The Lockhart Papers are
announced for publication, consisting of memoirs concerning the
affairs of Scotland, from Queen Anne's accession to the commencement
of the Union; with commentaries, containing an account of public
affairs from the Union to the queen's death. All these papers were
composed by, and are chiefly in the handwriting of, George Lockhart,
Esq. of Carnwath, who was a very able and distinguished member of
the Scottish and British Parliaments, and an unshaken disinterested
partizan of the fallen family of Stuart.
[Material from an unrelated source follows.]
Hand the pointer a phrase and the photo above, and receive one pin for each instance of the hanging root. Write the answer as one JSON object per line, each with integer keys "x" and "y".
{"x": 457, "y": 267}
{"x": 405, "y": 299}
They contain also a
register of letters between the son of James II. generally called
the Chevalier de St George, or the old Pretender, and George
Lockhart, with an account of public affairs from 1716 to 1728; and
journals, memoirs, and, circumstantial details, in detached pieces,
of the young Pretender's expedition to Scotland in 1745; his
progress, defeat, and extraordinary adventures and escape after the
battle of Culloden in 1746, by Highland officers in his army. All
these manuscripts are in the possession of Anthony Aufrere of
Hoveton in Norfolk, Esq. who married Matilda, only surviving
daughter of General James Lockhart of Lee and Carnwath, Count of the
Holy Roman empire, grandson of the author of the Memoirs. This work
will be comprised in two quarto volumes, of six or seven hundred
pages each; it admirably connects with the Stuart and Culloden
papers, and is calculated to excite and reward the attention of all
lovers of national history and political anecdote.